Ronald Rolheiser, a Roman Catholic priest and member of the Missionary Oblates of Mary Immaculate, is president of the Oblate School of Theology in San Antonio, Texas.
He is a community-builder, lecturer and writer. His books are popular throughout the English-speaking world and his weekly column is carried by more than seventy newspapers worldwide.
WALKING ON WATER AND SINKING LIKE A STONE
Faith has its ups and downs: We see this, almost pictorially illustrated, in the incident of Peter walking on the water. Initially his faith feels strong and he confidently steps onto the sea and begins to walk. But, almost immediately upon realizing what he was doing, he starts to sink. Our own faith works exactly like that, at times it lets us walk on water and at other times we sink like a stone. The gospel image of Peter walking on the sea speaks for itself.

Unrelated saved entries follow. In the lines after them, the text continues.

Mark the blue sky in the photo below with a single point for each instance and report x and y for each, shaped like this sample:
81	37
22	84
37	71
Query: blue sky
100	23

Faith also works best when we don't confuse it with our own efforts. Donald Nichol, in his book, Holiness, shares a story of a British missionary working in Africa. At one point, early on in his stay there, the missionary was called upon to mediate a dispute between two tribes. He had no preparation for this, was naive, and totally out of his depth. But he gave himself over to the task in faith and, surprisingly, reconciled the two tribes. Afterwards, buoyed by this success, he began to fancy himself as mediator and began to present himself as an arbiter of disputes. But now, however, his efforts were invariably unhelpful. Here's the irony: when he didn't know what he was doing, but trusted solely in God, he was able to walk on water; as soon as he began to wrap himself in the process, he sank like a stone. Faith works like that: We can walk on water only if we don't think that we are doing it with our own strength.
The Sufi mystic, Rumi, once wrote that we live with a deep secret that sometimes we know, and then not, and then we know it again.
Faith works like that, some days we walk on water, other days we sink like a stone, and then later we walk on water again.